This Deleted 'Game of Thrones' Scene Would've Changed Everything

This Deleted 'Game of Thrones' Scene Would've Changed Everything

06/20/2019

It’s been a month since the series finale of Game of Thrones, and let’s be real: We’re still not ready to say goodbye. So we cling to interviews, stories, anecdotes — anything. But the latest example has us shook — Game of Thrones had a deleted Battle of Winterfell scene, according to director Miguel Sapochnik, that would have given fans more of what we all wanted: direwolves. Lots and lots of direwolves.

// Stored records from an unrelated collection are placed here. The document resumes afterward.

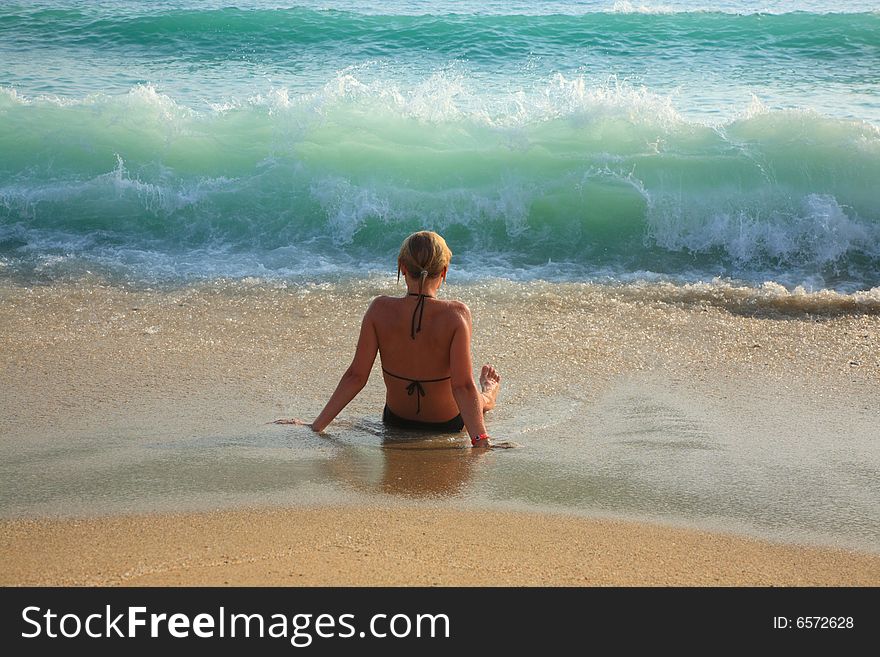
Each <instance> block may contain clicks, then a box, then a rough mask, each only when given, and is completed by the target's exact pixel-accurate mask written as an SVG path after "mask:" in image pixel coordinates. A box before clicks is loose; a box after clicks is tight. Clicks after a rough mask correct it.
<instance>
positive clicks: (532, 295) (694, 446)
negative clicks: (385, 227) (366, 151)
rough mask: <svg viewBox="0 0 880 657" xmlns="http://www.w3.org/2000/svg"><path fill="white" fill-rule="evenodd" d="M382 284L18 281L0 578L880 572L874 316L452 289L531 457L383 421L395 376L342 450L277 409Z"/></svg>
mask: <svg viewBox="0 0 880 657" xmlns="http://www.w3.org/2000/svg"><path fill="white" fill-rule="evenodd" d="M378 293H394V289H393V286H391V285H390V284H389V285H386V284H385V283H381V282H380V283H376V282H374V281H366V282H363V281H362V282H355V283H352V284H344V285H343V284H334V285H304V286H293V287H289V288H288V287H280V286H279V287H272V286H267V285H263V284H256V283H254V284H248V283H238V284H234V285H229V286H217V285H214V286H202V287H199V286H193V287H187V288H179V289H174V290H146V289H140V290H136V289H126V288H122V287H113V286H104V285H86V286H77V287H74V286H64V285H55V286H33V287H19V286H14V285H7V286H5V287H3V288H2V290H0V298H2V304H3V308H4V313H3V315H2V317H0V344H2V350H0V353H2V356H0V358H2V368H3V369H2V371H3V381H4V385H3V387H2V390H0V408H2V412H0V436H2V448H3V450H4V453H5V458H4V463H3V465H2V468H3V482H4V483H3V491H2V498H0V500H2V516H3V520H2V521H0V555H2V560H3V562H4V564H6V566H5V567H4V569H3V573H2V578H3V580H2V583H3V584H4V585H37V584H41V585H42V584H51V585H119V584H126V585H140V584H144V585H146V584H158V585H177V584H181V585H198V584H219V585H223V584H229V585H242V584H256V585H274V584H279V585H281V584H285V585H374V584H393V585H411V584H412V585H416V584H426V585H623V586H626V585H639V584H646V585H673V586H677V585H746V586H751V585H781V586H801V585H830V586H837V585H869V586H873V585H877V584H880V556H878V552H880V545H877V544H876V542H872V538H871V537H872V536H873V537H874V539H873V541H876V533H874V532H875V528H876V524H877V522H878V520H877V518H876V515H877V507H876V499H877V498H876V495H877V490H876V481H877V479H876V477H875V475H876V472H875V470H874V468H876V465H877V456H876V454H875V451H876V449H875V445H876V442H875V439H876V431H877V429H876V408H878V407H880V404H878V402H880V399H878V386H877V383H878V379H880V363H878V361H877V354H878V353H880V349H878V339H880V317H878V315H877V314H875V313H873V312H872V311H870V308H869V309H868V311H859V309H858V308H855V309H853V308H851V307H847V304H851V302H852V301H851V299H850V300H849V301H847V300H843V301H842V302H841V305H840V307H839V308H836V309H835V308H833V306H832V312H829V311H828V310H827V309H828V308H829V305H828V304H827V303H826V302H823V307H824V308H825V309H826V311H825V312H824V313H813V312H811V309H810V306H809V304H810V303H814V302H816V299H813V300H812V301H811V299H810V298H809V297H803V298H788V299H783V300H778V299H777V300H776V301H768V300H767V299H764V300H762V299H761V298H758V297H755V296H754V294H753V296H752V297H748V295H745V296H742V297H741V298H740V297H738V296H737V294H738V293H736V292H735V291H730V290H728V291H727V292H725V293H724V295H720V296H719V294H720V293H719V292H718V291H717V290H714V291H713V290H711V289H707V290H699V289H690V290H686V289H683V288H663V287H655V288H651V289H647V290H641V291H640V292H639V293H638V294H635V293H634V292H633V290H632V288H629V289H627V288H602V287H601V286H576V285H572V286H564V285H555V286H553V285H549V284H541V283H534V284H525V285H522V284H514V283H497V284H494V285H488V284H486V285H475V286H458V287H452V286H451V289H450V291H449V293H450V294H454V295H456V296H459V297H460V298H463V299H464V300H465V301H466V302H467V303H469V304H470V306H471V308H472V310H473V312H474V316H475V344H474V348H475V353H476V358H477V360H478V361H482V360H488V359H491V360H492V361H493V362H494V363H496V365H497V366H498V368H499V370H500V371H501V372H502V374H503V376H504V386H505V387H504V389H503V394H502V397H501V404H500V405H499V408H498V409H497V411H496V412H493V417H492V418H491V421H490V427H492V431H493V433H494V434H496V435H503V436H504V437H507V438H510V439H512V440H514V441H515V442H516V443H517V444H518V445H519V447H518V448H517V449H515V450H507V451H504V452H492V453H488V454H483V455H482V456H475V455H473V454H470V450H467V449H458V448H457V447H461V445H459V444H458V443H457V442H456V439H455V438H454V437H447V438H445V439H443V441H441V442H442V444H439V445H438V444H437V442H436V441H435V442H430V441H428V442H427V443H424V444H422V443H419V444H413V443H410V442H398V441H395V440H393V439H391V438H389V436H385V435H383V434H382V431H381V424H380V423H378V421H377V418H375V416H376V415H377V409H379V408H381V400H382V388H381V381H380V380H379V379H378V377H374V378H373V379H372V380H371V382H370V384H369V385H368V386H367V388H366V389H365V390H364V392H363V393H362V394H361V395H360V396H359V397H358V398H357V399H356V400H355V402H353V403H352V404H351V405H350V407H349V408H348V409H346V411H345V413H344V414H343V416H342V417H341V418H340V419H339V420H338V421H337V423H334V425H332V426H331V428H330V430H329V431H328V434H327V435H326V436H324V437H318V436H314V435H313V434H311V433H310V432H308V430H305V429H302V428H297V427H293V428H289V427H279V426H276V425H267V424H265V423H266V422H267V421H269V420H272V419H274V418H275V417H285V416H290V415H301V416H304V417H309V416H310V415H312V414H314V413H315V412H316V411H317V410H318V409H319V408H320V405H321V404H322V403H323V401H324V399H325V397H326V395H327V394H328V393H329V391H330V390H331V389H332V386H333V385H334V384H335V378H336V376H338V373H339V372H341V371H342V369H344V367H345V365H346V364H347V361H346V359H347V358H348V356H349V354H350V353H351V350H352V347H353V344H354V336H355V335H356V331H357V325H358V321H359V316H360V309H361V308H363V307H365V306H366V304H367V303H368V302H369V299H370V298H371V297H372V296H374V295H375V294H378ZM554 363H555V364H557V365H556V366H553V365H552V364H554ZM640 395H641V397H640ZM646 400H647V401H646ZM658 404H659V406H658ZM675 409H678V415H673V414H672V410H675ZM371 418H374V419H371ZM579 418H580V419H579ZM584 418H586V419H584ZM658 422H659V424H658ZM872 432H873V433H872ZM603 436H614V437H615V438H614V440H613V441H610V442H608V443H607V444H606V445H604V446H603V445H602V444H599V443H600V442H601V440H602V437H603ZM392 438H393V437H392ZM459 442H460V441H459ZM793 442H797V443H798V445H793V444H792V443H793ZM829 442H830V443H831V445H832V447H829V446H828V445H829ZM425 447H430V448H431V449H425ZM437 447H444V449H437ZM603 450H605V451H603ZM829 450H830V451H829ZM633 459H636V460H633ZM712 459H715V460H714V461H713V460H712ZM719 459H720V460H719ZM829 459H830V460H829ZM637 463H638V464H639V465H638V467H637V466H636V464H637ZM762 463H769V465H767V471H766V472H765V471H763V470H762V467H763V466H762ZM304 464H306V465H304ZM572 464H573V465H572ZM624 466H625V467H624ZM627 468H628V469H629V470H632V469H634V468H635V469H636V470H641V471H643V472H639V473H635V474H633V473H629V474H628V472H627ZM774 473H776V476H774ZM782 475H785V476H782ZM743 478H745V480H743ZM786 479H788V481H787V480H786ZM728 498H730V499H733V500H735V504H734V502H730V501H729V499H728ZM725 500H727V501H725ZM390 564H393V567H390Z"/></svg>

Sapochnik, who directed “The Long Night” episode, revealed this little snippet while chatting with the Filmmaker Toolkit. And while he doesn’t seem to think it was that big of a deal to ax the scene, fans would undoubtedly disagree. “It was a much bigger sequence than we shot. And there were many things that happened that people would’ve been so happy to have happen, attacks of direwolves, crazy stuff,” explained Sapochnik. “At some point you’re like, 50 direwolves attacking an undead dragon does not a good movie make.”

Go home, Sapochnik, you’re drunk — because 50 direwolves at the Battle of Winterfell sounds like Seven Kingdoms perfection. Ultimately, we only saw Jon Snow’s direwolf Ghost at the battle, and even that was far too fleeting for our liking. How, in eight seasons of GoT, did the directorial team not realize that the number of direwolves shown is proportional to fans’ happiness?

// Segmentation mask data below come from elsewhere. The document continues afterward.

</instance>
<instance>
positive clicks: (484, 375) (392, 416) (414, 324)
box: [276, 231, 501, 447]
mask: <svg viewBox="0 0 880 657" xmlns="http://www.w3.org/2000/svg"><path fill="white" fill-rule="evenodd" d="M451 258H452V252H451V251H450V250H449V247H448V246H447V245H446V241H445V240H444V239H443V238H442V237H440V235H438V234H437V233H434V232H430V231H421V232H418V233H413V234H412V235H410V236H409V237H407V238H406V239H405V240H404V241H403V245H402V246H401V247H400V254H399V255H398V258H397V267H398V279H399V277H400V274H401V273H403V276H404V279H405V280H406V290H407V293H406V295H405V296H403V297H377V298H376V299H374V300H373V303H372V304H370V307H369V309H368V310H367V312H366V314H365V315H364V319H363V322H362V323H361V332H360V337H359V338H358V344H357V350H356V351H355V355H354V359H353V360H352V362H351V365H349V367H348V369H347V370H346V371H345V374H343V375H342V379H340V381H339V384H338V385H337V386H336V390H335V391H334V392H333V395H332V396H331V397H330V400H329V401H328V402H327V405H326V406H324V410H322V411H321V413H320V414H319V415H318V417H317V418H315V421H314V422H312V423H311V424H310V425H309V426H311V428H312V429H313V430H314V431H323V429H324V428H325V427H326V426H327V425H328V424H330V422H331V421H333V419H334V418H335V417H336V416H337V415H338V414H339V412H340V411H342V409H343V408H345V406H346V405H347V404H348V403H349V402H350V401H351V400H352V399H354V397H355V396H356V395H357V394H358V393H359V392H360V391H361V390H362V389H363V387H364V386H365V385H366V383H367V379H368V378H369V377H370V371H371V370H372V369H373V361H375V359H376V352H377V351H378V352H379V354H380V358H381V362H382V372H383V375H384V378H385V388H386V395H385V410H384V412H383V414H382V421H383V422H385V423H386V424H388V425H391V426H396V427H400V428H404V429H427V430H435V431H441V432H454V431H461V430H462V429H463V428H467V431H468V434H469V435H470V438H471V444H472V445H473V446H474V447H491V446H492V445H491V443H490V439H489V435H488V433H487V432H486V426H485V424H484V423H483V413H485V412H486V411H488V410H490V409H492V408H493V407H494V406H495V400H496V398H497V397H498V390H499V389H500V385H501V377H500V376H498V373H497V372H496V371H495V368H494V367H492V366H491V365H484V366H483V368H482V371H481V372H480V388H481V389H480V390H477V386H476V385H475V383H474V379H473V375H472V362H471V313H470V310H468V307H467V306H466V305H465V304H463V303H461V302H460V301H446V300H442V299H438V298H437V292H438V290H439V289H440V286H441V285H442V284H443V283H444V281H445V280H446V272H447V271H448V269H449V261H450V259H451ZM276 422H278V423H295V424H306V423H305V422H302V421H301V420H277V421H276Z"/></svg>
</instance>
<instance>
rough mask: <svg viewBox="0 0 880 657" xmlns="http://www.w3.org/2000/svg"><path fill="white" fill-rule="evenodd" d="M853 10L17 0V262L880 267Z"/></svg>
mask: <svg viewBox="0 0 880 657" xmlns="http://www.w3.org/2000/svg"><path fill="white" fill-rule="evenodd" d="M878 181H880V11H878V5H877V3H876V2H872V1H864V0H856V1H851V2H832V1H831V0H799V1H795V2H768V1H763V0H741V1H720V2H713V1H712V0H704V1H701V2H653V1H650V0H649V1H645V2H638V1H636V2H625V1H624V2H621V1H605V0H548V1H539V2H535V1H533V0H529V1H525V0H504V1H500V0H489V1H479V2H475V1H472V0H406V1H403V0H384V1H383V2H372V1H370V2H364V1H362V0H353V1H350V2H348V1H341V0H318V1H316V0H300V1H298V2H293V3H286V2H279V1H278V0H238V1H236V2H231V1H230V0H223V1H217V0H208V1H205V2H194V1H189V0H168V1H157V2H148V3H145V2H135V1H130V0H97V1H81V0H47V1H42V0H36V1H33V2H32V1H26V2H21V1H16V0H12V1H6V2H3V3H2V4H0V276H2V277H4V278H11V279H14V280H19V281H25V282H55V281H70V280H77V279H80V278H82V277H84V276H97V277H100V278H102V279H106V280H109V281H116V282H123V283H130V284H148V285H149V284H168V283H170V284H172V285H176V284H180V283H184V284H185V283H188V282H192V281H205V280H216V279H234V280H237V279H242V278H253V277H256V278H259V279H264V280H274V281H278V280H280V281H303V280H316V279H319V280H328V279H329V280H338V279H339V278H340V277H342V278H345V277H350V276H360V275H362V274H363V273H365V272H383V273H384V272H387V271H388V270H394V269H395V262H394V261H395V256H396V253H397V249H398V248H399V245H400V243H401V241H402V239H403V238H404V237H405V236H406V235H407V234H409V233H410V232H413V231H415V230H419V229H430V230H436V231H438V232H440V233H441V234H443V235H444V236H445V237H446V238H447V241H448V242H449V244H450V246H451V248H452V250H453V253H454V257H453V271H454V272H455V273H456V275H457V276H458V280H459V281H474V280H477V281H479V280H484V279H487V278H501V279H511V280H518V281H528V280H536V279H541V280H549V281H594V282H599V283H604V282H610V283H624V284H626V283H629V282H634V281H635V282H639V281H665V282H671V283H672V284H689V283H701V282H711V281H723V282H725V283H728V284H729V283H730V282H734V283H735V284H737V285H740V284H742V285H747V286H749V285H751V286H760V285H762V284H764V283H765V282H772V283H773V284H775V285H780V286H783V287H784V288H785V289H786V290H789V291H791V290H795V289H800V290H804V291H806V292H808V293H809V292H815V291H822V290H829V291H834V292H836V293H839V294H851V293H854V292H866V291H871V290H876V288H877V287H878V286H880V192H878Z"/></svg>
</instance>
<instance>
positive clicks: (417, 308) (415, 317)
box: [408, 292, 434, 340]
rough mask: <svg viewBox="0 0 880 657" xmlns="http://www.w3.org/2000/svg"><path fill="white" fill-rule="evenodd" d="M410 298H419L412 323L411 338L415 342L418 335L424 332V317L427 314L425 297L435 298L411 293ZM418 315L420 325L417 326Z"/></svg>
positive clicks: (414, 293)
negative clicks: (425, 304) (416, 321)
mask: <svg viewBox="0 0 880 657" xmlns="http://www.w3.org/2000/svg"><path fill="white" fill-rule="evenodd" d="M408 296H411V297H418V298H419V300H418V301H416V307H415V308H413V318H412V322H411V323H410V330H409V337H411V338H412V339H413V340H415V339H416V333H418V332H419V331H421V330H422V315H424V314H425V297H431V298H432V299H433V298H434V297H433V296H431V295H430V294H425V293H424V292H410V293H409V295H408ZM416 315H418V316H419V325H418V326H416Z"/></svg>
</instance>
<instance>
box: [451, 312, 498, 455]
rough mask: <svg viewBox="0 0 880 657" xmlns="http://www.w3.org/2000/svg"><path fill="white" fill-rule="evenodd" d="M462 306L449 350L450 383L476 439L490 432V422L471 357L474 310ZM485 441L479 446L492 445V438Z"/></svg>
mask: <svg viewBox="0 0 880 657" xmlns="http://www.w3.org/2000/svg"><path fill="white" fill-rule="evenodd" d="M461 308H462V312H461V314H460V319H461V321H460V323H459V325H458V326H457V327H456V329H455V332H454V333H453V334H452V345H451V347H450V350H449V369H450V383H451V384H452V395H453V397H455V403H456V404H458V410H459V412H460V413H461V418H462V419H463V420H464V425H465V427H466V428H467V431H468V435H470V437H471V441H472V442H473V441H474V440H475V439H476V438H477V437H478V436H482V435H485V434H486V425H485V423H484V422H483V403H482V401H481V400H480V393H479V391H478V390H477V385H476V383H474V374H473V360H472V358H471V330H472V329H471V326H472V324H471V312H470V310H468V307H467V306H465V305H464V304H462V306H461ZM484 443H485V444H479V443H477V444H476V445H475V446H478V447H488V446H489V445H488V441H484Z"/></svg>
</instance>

Admittedly, we probably have to cut Sapochnik some slack. He wasn’t the only one behind the pile of direwolves littering the cutting room floor. “Dave [Benioff, creator] and Dan [Weiss, creator] were heading towards the finish line and they were unrelenting in what they expected of us,” Sapochnik said. “Then their mantra to us is, ‘It’s going to kill us, but it’s going to be great.’ And we were like, ‘No, no, it’s actually going to kill us if we don’t stop.’ They were completely ruthless when it came to that kind of thing of, ‘No, we want this, we want this.’ And at the same time, there were moments of realization that we physically can’t do some of these thing and other things we can.”

OK, so it does sound like Sapochnik was gunning for the scene to be chopped. Benioff and Weiss deserve some of the blame too, though, because it seems as though Sapochnik and the rest of the crew arguably had too much on their plate. Regardless, what’s done is done, and we’ll never know what the Battle of Winterfell might have looked like had an army of direwolves jumped into the fray. Fortunately, Arya and her Valyrian steel dagger came through in the end, but still… 50 direwolves would have been a nice touch in this already epic battle for survival.